Part 38 (1/2)
”Black, mainly. The special kind of black.”
”When are you meeting him again?”
”Who says I am?”
”I do. You're a good pearl man, Teddy, but you're greedy. The goods are stolen. You know it as well as I do.”
”I don't know any such thing.” He smiled an off-center smile. ”So tell me how is it better if you buy them than if I do?”
”They're already half mine by law.”
Teddy shut his mouth, studied Archer, then slowly shook his head. ”Nope. I'm not buying it.”
Hannah flicked her nails against the tabletop, drawing Teddy's attention. ”You'd better buy it, boy-o, or you'll go to jail for receiving stolen goods.”
”Who's she?” Teddy asked.
”Hannah McGarry. She owns the other half of Pearl Cove, the Australian pearl farm that grew those black rainbows.”
”Well... s.h.i.+t.” Teddy leaned back in his chair and sighed hugely. ”On the good-news side, I wasn't looking forward to seeing the Dragon Moon again.”
Neither was Archer. But how he felt about it wasn't on the table. ”When?”
”Tomorrow morning.”
”You weren't flying very far today, were you?” Hannah asked idly, but her eyes were cold indigo.
”Just down to San Francisco.”
She raised her dark eyebrows.
”Look,” Teddy said defensively, ”he gave me a bill of sale ”
”In Chinese, which you don't read,” she cut in.
” for those pearls. That's all the law requires.”
For a moment she closed her eyes. Weariness rolled through her like a long, breaking wave. ”The letter of the law. Lovely.” Then, before Teddy could say any more, her eyes opened again. They were as bleak as Archer's. ”I'm not judging you, Mr. Yamagata. If I did, I'd say that you're more honest than the law requires in the vast majority of your dealings. This deal, however, was the exception that proved your rule.”
Teddy grimaced and didn't argue. ”There's something about those pearls....”
”They blunt a man's judgment,” she said curtly. ”I'm surprised you sold them.”
”I'm a trader, not a collector.
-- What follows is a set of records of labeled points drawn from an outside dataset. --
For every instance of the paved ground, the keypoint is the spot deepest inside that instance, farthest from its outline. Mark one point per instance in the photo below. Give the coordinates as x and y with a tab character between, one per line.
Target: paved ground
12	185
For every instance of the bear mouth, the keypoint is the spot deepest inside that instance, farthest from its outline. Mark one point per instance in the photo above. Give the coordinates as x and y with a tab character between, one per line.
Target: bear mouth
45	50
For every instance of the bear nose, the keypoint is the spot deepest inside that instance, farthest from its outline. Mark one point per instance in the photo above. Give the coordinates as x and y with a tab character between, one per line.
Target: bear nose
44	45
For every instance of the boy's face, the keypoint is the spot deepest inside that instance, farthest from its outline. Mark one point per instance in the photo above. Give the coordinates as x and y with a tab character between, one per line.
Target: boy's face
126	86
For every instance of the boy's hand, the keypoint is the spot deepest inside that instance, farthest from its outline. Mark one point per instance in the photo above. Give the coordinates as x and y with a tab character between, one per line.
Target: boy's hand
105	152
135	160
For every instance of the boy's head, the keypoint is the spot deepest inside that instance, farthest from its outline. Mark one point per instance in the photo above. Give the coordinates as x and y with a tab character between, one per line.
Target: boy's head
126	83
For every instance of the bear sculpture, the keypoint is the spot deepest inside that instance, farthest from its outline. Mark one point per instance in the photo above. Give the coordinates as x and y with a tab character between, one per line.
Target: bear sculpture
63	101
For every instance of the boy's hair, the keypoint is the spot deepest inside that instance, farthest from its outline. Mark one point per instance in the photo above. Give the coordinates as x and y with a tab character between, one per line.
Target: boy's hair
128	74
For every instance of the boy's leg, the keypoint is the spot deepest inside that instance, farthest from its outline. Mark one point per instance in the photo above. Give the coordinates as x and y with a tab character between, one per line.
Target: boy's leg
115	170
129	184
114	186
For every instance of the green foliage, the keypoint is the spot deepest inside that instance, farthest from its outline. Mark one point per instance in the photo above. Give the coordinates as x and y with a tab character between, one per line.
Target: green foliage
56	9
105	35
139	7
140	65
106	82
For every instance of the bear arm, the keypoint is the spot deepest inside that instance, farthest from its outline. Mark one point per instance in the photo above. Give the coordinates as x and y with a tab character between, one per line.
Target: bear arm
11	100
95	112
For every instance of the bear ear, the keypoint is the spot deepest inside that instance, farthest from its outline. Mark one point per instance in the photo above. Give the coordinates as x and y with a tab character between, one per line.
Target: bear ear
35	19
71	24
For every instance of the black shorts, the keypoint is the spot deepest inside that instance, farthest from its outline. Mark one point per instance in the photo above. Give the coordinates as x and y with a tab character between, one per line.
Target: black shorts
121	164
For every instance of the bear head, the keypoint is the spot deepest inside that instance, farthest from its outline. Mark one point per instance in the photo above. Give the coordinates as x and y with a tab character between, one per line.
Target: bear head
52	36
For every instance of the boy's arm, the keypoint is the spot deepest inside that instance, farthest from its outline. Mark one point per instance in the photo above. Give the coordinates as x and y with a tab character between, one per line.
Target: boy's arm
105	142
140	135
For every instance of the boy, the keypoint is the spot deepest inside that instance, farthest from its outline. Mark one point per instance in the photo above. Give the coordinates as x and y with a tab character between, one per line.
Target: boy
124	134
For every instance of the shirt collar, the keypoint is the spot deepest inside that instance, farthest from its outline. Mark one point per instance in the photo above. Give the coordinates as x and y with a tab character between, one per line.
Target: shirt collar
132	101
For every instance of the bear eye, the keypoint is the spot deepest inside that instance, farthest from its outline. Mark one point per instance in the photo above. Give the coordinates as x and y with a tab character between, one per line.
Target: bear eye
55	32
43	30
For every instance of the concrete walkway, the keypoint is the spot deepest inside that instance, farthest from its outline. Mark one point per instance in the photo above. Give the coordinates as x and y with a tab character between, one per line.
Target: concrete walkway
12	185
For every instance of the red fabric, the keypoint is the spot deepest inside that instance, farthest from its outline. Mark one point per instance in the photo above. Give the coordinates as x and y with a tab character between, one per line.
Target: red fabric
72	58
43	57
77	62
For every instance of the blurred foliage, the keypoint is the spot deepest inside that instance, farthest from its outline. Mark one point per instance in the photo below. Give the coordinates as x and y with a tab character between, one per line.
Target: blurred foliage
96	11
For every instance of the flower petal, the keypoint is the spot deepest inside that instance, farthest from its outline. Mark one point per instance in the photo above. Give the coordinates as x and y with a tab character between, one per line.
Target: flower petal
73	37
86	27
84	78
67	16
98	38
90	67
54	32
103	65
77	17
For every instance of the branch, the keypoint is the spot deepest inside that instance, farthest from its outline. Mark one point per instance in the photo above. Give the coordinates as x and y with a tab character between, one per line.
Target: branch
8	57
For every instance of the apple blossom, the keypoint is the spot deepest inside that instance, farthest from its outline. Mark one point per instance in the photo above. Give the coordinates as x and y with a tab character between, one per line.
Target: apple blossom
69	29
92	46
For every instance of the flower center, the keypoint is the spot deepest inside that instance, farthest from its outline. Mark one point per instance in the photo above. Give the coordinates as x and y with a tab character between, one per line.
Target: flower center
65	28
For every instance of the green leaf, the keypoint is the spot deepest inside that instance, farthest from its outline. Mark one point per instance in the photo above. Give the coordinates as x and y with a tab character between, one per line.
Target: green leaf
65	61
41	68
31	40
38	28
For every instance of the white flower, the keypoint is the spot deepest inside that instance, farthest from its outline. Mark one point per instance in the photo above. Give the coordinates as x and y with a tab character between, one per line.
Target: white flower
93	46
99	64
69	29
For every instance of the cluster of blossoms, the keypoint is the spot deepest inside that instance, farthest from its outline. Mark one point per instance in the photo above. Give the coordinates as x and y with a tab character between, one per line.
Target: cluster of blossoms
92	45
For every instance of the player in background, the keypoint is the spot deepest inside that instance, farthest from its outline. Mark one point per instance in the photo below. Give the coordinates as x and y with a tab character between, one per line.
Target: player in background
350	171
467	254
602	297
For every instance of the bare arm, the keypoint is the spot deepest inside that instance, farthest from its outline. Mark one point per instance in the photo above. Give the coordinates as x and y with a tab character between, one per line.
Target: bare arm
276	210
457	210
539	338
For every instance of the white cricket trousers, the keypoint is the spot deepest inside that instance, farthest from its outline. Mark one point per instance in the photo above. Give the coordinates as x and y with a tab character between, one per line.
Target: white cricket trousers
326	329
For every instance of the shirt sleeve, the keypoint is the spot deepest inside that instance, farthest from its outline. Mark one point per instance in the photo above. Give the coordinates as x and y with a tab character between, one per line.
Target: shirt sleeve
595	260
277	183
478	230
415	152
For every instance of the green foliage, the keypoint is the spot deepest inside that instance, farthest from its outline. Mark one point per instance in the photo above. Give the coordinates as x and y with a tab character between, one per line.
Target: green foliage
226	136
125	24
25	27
For me it's the deal, not the goods.”
”What time tomorrow are you meeting Yin?” Hannah asked.
”Six a.m.”
”I didn't think the Dragon Moon opened that early,” Archer said.
Teddy shrugged. ”They probably feed a lot of the invisible workers.”
”Illegal immigrants,” Archer explained to Hannah. ”The ones who work for a few bucks a day in eight-by-ten sweatshops or fancy restaurants to pay off the smuggler who got them into the U.S. Obviously a Red Phoenix Triad smuggler, in this case.”
Teddy winced. ”C'mon, Archer. The place is a dump, but not that bad.”
”The Dragon Moon is the Red Phoenix base in Seattle,” Archer said matter-of-factly. ”There are apartments above the restaurant for visitors from Hong Kong, Kowloon, Shanghai, the southern provinces of China, and anywhere else the triad has its tentacles. Everything the triad buys, sells, steals, or makes in illegal labs can be found inside the Dragon Moon's riot-proof metal doors.”
”How do you know?” Teddy demanded.
”Does it matter?”
”Not to me,” Teddy decided instantly, remembering again the rumors he had heard about Archer's past. ”Anything else you need before I catch my plane?”
”How will I recognize Yin?”
”He's got a black eye the size of a pizza and a gash across his chin.”
Archer's eyebrows rose, but all he said was, ”Does Yin speak English?”
”No. He put out a pearl, I put out money, and when the amount was right, we exchanged. But there was a translator a few tables over. She was working with a bunch of guys in silk suits. She was pretty fancy herself. s.e.xy enough to make a man sixty feel like sixteen.”
”Chinese?” Archer asked.
”ABC.”
Hannah glanced at Archer.
”American-born Chinese,” he said without looking away from Teddy. And probably her name was April Joy. The description certainly fit. So did the method. It wasn't the first time she had worked as a translator in order to penetrate a triad. ”How many more pearls are we talking about?”
”Twenty times what I bought before. Two hundred pearls. Maybe more. Hand signals only go so far as a way of counting.”
Another shot of adrenaline kicked into Archer's bloodstream. ”Does he expect cash?”
”Yeah.”
”Are you telling me you were going to walk into the Dragon Moon with a hundred thousand in cash?”
Teddy looked pained. ”That's what he wanted. Besides, I got him down to one eighty-five.”
”Did you see the pearls he wants to sell?”
”You bet I did.”
”Describe them.”
”Three sizes. Twelve, fourteen, and sixteen millimeters. Round as marbles. Same black opal orient.”
Hannah felt as though her stomach had dropped through her shoes. She examined her fingernails and prayed that nothing showed on her face.